Aún hoy recuerdo mi intensa emoción cuando lo recibí a mis ocho años, y cuando tras romperse el cristal, mi padre, aficionado a la ebanistería, le puso un marco de madera y lo barnizó para admiración y envidia de mis colegas.

 

Aquel sencillo e inocente juguete mantenía en nuestro emocionario infantil la afición al entonces llamado ‘deporte rey’, en realidad el único que tenía una práctica social masculina aceptada en aquellos tiempos. Y, a la vez que permitía soltar las riendas de los ímpetus competitivos, servía como práctica de la motricidad fina, de la coordinación visomanual, del equilibrio bilateral, y de otras competencias que luego habrían de adquirir importancia en el ámbito de la educación psicomotriz.
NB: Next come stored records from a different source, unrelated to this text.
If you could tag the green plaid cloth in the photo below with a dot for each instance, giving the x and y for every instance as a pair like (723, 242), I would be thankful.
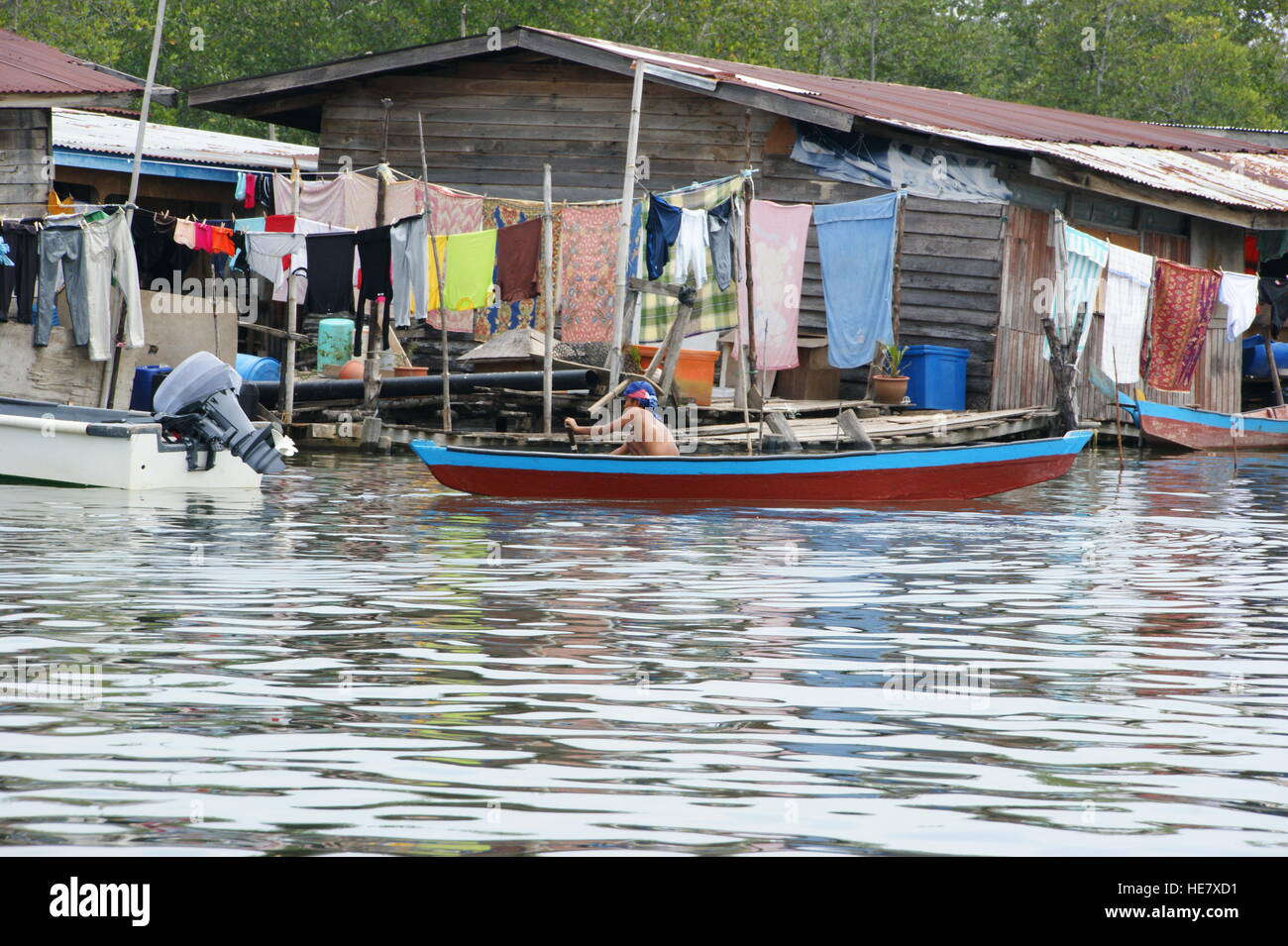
(715, 309)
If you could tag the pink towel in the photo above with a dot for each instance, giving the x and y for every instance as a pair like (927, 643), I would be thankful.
(778, 236)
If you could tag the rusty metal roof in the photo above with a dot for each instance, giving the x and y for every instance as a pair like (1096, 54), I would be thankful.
(35, 68)
(81, 130)
(939, 108)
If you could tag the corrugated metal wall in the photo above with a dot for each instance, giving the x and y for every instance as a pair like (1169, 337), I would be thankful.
(1021, 376)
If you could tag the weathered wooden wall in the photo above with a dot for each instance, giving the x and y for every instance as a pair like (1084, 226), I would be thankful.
(1020, 373)
(26, 161)
(489, 126)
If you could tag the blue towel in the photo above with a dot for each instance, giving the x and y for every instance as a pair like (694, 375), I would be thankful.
(855, 249)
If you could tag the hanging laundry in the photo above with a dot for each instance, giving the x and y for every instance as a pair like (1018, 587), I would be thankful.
(664, 229)
(1239, 295)
(1127, 278)
(56, 205)
(589, 264)
(1083, 263)
(375, 257)
(855, 249)
(720, 240)
(1184, 299)
(265, 253)
(263, 192)
(330, 287)
(20, 279)
(110, 262)
(220, 241)
(408, 244)
(201, 237)
(320, 200)
(451, 213)
(518, 249)
(471, 262)
(62, 248)
(713, 309)
(778, 236)
(501, 315)
(691, 248)
(185, 233)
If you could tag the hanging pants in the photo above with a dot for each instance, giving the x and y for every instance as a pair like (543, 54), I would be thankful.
(62, 246)
(408, 244)
(110, 255)
(20, 279)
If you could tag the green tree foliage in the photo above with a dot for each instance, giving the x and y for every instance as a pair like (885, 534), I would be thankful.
(1210, 62)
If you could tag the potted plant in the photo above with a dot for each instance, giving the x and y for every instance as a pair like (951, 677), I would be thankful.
(890, 386)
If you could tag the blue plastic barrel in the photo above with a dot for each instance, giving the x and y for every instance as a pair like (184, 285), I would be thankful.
(256, 368)
(936, 376)
(146, 379)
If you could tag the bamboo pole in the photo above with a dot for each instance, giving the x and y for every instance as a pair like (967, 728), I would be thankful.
(107, 396)
(548, 299)
(623, 235)
(288, 368)
(438, 278)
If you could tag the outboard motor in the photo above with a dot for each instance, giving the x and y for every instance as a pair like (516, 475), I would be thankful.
(198, 403)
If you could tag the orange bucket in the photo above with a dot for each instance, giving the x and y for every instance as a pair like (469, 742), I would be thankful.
(695, 372)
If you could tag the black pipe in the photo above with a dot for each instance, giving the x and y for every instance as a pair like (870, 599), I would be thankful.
(425, 385)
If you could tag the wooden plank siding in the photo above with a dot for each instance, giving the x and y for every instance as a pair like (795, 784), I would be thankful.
(1021, 376)
(25, 142)
(489, 126)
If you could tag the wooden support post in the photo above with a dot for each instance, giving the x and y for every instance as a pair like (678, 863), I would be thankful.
(288, 368)
(781, 428)
(854, 431)
(548, 299)
(437, 275)
(623, 233)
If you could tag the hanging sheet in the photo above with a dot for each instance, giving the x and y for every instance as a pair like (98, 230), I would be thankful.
(715, 309)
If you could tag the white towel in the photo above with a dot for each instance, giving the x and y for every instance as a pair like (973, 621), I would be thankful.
(1239, 295)
(1126, 301)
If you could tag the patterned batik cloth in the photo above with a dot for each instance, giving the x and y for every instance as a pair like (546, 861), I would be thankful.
(589, 262)
(715, 309)
(1184, 300)
(528, 312)
(778, 237)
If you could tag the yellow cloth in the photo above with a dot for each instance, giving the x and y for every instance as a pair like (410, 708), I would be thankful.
(472, 258)
(437, 252)
(56, 205)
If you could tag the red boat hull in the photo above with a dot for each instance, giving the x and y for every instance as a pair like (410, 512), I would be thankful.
(915, 484)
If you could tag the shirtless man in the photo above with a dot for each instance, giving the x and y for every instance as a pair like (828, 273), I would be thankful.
(645, 433)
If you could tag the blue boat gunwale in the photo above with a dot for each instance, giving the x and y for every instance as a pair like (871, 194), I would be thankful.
(1196, 415)
(1073, 442)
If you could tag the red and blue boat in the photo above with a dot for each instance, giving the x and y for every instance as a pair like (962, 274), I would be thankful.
(907, 475)
(1207, 430)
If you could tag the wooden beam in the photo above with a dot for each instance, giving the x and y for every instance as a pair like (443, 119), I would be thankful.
(1168, 200)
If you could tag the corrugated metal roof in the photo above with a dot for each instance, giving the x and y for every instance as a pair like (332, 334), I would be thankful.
(112, 134)
(930, 107)
(33, 67)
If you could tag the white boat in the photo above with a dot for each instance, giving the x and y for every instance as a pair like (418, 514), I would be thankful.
(198, 439)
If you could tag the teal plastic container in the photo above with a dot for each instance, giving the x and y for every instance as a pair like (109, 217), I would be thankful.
(335, 341)
(256, 368)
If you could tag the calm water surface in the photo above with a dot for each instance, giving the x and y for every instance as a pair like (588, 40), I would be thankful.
(361, 662)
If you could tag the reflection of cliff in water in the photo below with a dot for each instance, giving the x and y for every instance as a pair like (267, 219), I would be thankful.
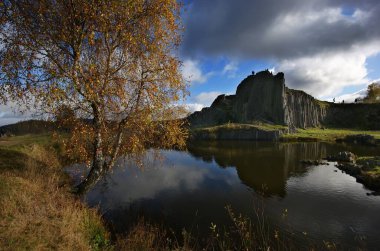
(262, 166)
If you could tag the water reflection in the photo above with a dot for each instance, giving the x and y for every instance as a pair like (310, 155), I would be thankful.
(190, 189)
(265, 167)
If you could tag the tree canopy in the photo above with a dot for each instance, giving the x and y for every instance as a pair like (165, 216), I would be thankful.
(108, 70)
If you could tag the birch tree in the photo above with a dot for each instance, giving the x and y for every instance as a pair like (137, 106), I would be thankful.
(108, 70)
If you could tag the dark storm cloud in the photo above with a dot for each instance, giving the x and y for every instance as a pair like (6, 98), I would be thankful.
(278, 29)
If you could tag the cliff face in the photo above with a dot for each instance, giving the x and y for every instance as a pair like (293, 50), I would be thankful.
(262, 97)
(265, 98)
(302, 110)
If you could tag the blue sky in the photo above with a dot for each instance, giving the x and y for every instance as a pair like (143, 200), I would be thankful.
(329, 49)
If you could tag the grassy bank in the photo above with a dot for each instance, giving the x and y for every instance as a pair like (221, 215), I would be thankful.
(327, 134)
(37, 211)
Tenía además otros valores nada desdeñables: era barato de adquirir y de mantener, no requería equipamiento ni espacios propios, no provocaba movimientos de fuerza ni mucho menos violentos, y podía jugarse en silencio.
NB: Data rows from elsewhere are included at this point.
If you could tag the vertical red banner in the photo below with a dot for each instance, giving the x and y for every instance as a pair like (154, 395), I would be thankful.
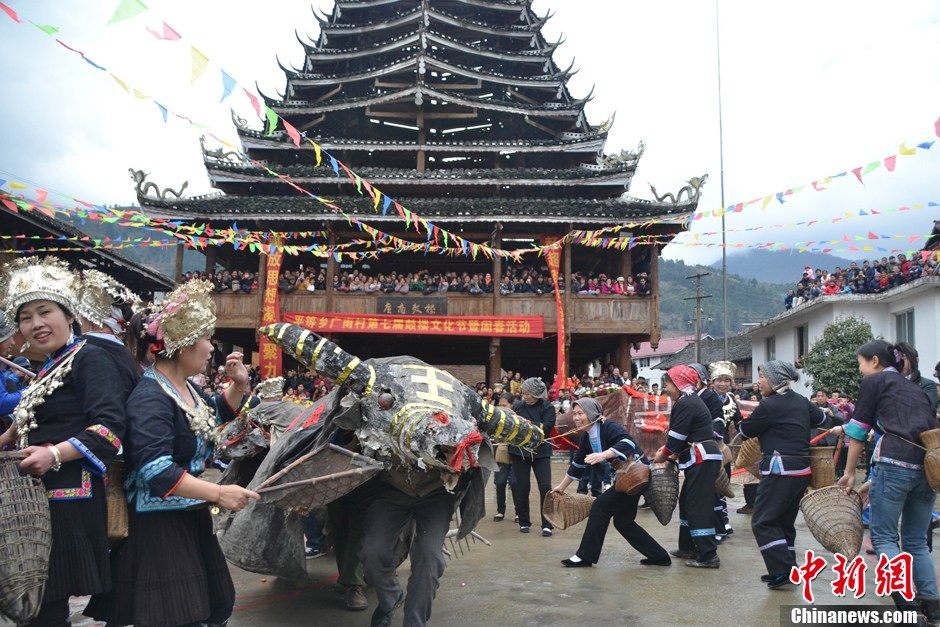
(269, 359)
(553, 259)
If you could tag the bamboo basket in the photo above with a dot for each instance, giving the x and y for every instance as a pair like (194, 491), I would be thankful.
(25, 541)
(749, 456)
(835, 519)
(726, 454)
(824, 471)
(117, 503)
(566, 510)
(723, 484)
(663, 491)
(932, 467)
(632, 479)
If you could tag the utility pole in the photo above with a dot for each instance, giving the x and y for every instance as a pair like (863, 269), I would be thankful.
(698, 311)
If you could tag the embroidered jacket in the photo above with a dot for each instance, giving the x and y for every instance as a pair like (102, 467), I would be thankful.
(783, 423)
(691, 433)
(896, 407)
(605, 435)
(162, 448)
(88, 412)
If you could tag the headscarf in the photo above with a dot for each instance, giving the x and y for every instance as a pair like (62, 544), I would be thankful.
(684, 377)
(535, 387)
(779, 374)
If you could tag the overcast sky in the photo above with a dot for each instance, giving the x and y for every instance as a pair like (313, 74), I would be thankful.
(809, 89)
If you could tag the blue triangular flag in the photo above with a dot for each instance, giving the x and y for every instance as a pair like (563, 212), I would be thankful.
(228, 84)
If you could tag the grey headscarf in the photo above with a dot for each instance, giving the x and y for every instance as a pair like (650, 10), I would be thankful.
(590, 407)
(7, 328)
(780, 374)
(535, 387)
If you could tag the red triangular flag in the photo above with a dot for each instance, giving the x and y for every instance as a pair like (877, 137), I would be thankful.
(292, 132)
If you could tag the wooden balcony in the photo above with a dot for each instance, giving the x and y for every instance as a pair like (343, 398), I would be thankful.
(600, 315)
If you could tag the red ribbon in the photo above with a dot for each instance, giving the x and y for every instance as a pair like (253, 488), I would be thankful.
(456, 461)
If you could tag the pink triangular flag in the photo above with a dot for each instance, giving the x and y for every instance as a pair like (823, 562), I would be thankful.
(292, 132)
(254, 101)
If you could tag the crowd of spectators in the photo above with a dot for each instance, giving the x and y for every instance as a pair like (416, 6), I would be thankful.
(516, 280)
(872, 277)
(228, 282)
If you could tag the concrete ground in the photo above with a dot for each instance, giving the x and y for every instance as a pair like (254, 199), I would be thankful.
(519, 581)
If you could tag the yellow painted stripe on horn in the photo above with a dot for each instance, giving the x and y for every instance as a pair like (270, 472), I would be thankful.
(501, 424)
(317, 349)
(516, 425)
(299, 349)
(348, 371)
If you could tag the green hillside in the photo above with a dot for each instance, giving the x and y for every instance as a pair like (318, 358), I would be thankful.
(748, 299)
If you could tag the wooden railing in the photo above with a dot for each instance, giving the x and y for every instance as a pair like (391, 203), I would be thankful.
(587, 314)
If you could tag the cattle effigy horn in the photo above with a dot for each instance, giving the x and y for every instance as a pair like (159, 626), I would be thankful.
(504, 426)
(316, 352)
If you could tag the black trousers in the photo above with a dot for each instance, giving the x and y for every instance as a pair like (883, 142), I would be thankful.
(778, 501)
(697, 510)
(503, 477)
(523, 468)
(622, 508)
(721, 507)
(384, 522)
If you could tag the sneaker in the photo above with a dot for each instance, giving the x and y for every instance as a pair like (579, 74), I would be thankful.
(354, 598)
(778, 581)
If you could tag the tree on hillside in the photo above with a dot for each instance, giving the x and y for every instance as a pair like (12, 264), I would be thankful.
(831, 361)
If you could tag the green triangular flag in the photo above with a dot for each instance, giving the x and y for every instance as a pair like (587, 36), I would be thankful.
(272, 119)
(127, 9)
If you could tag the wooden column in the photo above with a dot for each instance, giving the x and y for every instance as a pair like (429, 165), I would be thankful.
(569, 319)
(179, 262)
(210, 259)
(496, 360)
(656, 332)
(497, 271)
(330, 271)
(623, 356)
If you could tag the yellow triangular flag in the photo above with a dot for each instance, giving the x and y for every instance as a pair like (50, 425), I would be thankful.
(200, 61)
(121, 83)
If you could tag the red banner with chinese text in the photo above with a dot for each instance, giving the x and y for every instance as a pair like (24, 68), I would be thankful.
(553, 259)
(480, 326)
(269, 358)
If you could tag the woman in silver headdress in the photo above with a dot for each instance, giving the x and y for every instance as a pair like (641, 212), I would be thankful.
(171, 571)
(69, 423)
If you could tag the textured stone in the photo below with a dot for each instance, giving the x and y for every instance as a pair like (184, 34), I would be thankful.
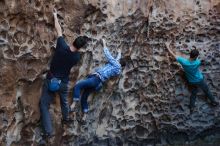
(149, 103)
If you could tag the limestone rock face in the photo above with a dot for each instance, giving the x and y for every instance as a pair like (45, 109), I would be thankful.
(148, 104)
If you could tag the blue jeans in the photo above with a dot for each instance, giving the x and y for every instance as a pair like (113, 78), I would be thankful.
(91, 84)
(195, 88)
(45, 101)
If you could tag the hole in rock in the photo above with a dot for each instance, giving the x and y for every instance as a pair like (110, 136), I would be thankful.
(140, 131)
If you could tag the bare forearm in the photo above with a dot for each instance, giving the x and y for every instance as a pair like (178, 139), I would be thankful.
(57, 26)
(171, 52)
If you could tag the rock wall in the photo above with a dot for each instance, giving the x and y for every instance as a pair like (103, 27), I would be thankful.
(148, 105)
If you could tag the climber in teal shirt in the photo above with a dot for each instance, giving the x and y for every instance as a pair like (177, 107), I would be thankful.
(194, 75)
(191, 68)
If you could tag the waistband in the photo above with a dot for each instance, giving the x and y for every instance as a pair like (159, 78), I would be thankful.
(97, 75)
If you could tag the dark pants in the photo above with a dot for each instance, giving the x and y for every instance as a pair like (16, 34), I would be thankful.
(91, 84)
(195, 88)
(45, 101)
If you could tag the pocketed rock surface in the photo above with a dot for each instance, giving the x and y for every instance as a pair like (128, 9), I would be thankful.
(148, 105)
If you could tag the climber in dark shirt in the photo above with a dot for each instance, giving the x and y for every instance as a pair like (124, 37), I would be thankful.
(64, 58)
(194, 75)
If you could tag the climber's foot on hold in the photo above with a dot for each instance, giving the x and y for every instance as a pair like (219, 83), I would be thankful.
(46, 139)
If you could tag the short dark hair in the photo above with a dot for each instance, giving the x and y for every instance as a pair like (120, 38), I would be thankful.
(123, 62)
(80, 41)
(194, 53)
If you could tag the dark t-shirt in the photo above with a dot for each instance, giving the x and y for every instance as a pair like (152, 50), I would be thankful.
(63, 60)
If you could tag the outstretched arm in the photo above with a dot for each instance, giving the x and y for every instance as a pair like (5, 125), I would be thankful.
(56, 23)
(169, 50)
(107, 53)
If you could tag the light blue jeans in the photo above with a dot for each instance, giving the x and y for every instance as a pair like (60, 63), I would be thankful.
(45, 101)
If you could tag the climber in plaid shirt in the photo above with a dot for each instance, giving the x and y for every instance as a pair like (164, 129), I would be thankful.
(94, 81)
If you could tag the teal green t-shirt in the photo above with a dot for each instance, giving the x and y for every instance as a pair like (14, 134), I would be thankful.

Esto último lo convertía en un preciado recurso cuando en aquel colegio salesiano, mi colegio, se celebraban Ejercicios Espirituales, una conocida práctica jesuítica adaptada por don Bosco a su propia concepción escolar, que pretendía aunar lo festivo con lo religioso.

Así, durante una semana de cada año, en aquel colegio donde todo estaba reglamentado, la estricta rutina de clases, horas de estudio, recreos, exámenes, trabajos escritos… quedaba en suspenso. Tampoco había cine, ni hacíamos teatro, ni cualquiera otra de las honestas diversiones que la disciplina permitía de vez en cuando; mucho menos baile alguno que pudiera poner en riesgo la estricta separación entre nuestro mundo masculino y aquel otro femenino, entrevisto pero oficialmente oculto.
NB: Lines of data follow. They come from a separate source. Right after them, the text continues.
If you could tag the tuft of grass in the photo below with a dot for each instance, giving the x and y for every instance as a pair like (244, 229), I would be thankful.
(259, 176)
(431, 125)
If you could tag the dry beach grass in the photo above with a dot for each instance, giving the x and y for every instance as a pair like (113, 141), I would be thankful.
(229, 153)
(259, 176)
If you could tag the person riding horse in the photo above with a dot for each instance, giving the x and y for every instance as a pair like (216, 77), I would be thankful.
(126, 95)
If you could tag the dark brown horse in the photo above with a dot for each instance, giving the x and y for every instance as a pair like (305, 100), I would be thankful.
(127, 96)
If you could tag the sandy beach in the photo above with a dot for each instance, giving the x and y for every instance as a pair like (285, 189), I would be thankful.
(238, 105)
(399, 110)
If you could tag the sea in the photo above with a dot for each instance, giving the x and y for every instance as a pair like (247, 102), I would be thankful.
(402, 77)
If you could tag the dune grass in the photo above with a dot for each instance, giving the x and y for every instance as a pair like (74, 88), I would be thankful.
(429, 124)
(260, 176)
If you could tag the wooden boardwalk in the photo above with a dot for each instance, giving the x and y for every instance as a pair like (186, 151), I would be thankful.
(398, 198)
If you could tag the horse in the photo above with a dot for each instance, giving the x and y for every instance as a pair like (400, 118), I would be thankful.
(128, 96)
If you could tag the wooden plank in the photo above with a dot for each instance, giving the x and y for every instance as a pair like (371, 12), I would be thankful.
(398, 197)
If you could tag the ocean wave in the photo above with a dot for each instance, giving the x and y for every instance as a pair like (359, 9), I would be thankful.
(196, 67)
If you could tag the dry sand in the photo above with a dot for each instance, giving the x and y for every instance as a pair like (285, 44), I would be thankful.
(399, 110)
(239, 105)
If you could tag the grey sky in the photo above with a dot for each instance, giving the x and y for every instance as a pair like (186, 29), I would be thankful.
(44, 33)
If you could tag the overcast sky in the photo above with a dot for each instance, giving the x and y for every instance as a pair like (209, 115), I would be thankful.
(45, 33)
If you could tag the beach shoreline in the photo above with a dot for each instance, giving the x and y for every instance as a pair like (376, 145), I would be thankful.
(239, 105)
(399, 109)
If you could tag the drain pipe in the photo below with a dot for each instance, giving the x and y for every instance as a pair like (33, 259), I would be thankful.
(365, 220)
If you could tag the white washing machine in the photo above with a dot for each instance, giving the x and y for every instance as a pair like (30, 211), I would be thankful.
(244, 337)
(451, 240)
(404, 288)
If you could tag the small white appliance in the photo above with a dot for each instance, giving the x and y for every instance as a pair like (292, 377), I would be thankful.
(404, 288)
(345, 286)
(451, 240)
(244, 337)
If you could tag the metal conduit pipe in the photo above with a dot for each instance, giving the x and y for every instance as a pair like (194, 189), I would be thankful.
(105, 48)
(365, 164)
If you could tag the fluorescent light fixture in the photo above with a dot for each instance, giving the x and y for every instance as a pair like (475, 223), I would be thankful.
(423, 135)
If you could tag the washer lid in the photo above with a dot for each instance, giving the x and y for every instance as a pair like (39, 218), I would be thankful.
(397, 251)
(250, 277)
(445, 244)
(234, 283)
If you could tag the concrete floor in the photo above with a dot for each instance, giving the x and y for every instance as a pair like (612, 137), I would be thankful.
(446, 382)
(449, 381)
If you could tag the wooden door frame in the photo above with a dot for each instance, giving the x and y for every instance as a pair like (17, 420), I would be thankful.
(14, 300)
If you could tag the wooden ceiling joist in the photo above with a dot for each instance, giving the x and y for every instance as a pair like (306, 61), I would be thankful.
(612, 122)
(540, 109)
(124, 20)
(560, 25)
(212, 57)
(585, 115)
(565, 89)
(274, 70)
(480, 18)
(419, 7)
Mientras duraban los ‘ejercicios’ todo eso era sustituido por prácticas religiosas intensivas (lecturas, sermones, ceremonias, sacramentos, cánticos…), períodos de meditación individual bajo riguroso silencio, y tiempos de recreo de baja intensidad, en los que se podía jugar en pequeños grupos a entretenimientos inocentes o tradicionales de sobremesa, de ingenio y que no requirieran sino susurros y movimientos mínimos: parchís, oca, ajedrez, damas, canicas… Sin embargo, no estaban permitidos los inocentes juegos de naipes que se practicaban en los hogares familiares, germen de posibles vicios mayores en la edad adulta.

Se excluían los deportes impetuosos o que pudieran provocar gritos y otras expresiones emocionales. Es decir: no se jugaba al fútbol. Y era entonces cuando nuestro futbolín de bolsillo dejaba de ser un juguete para convertirse en una valiosa y providencial actividad: una evasión, permitida y aun recomendada, de las monótonas y a veces ingratas tareas del día a día colegial y un contrapunto de las ásperas prácticas religiosas, a la vez que un sucedáneo del deporte real siempre anhelado y ahora reprimido.

Nunca supe si en el mundo escolar paralelo pero distante de las niñas se practicaban entonces Ejercicios Espirituales, pero estoy seguro de que, en cualquier caso, las que ahora son mujeres no tendrán el recuerdo de los partidos de futbolín de bolsillo que aún guardamos quienes éramos alumnos setenta años atrás en un colegio salesiano de un pueblo andaluz.

Hoy, niñas y niños acuden juntos a los mismos colegios, donde probablemente no se realicen Ejercicios Espirituales, y donde unas y otros juegan al fútbol ‘de verdad’. Tendrán juguetes y entretenimientos bien distintos, con coloreadas y movedizas pantallas en lugar de ficticios estadios de cartón verde. Sí, los tiempos han cambiado; mucho y para bien. Pero lo cortés no quita lo valiente, y uno, que cimenta su ancianidad con recuerdos de infancia, ejerce de abuelo jugando con sus nietas en el viejo y bien conservado futbolín de bolsillo que su bisabuelo enmarcó y barnizó hace más de setenta años.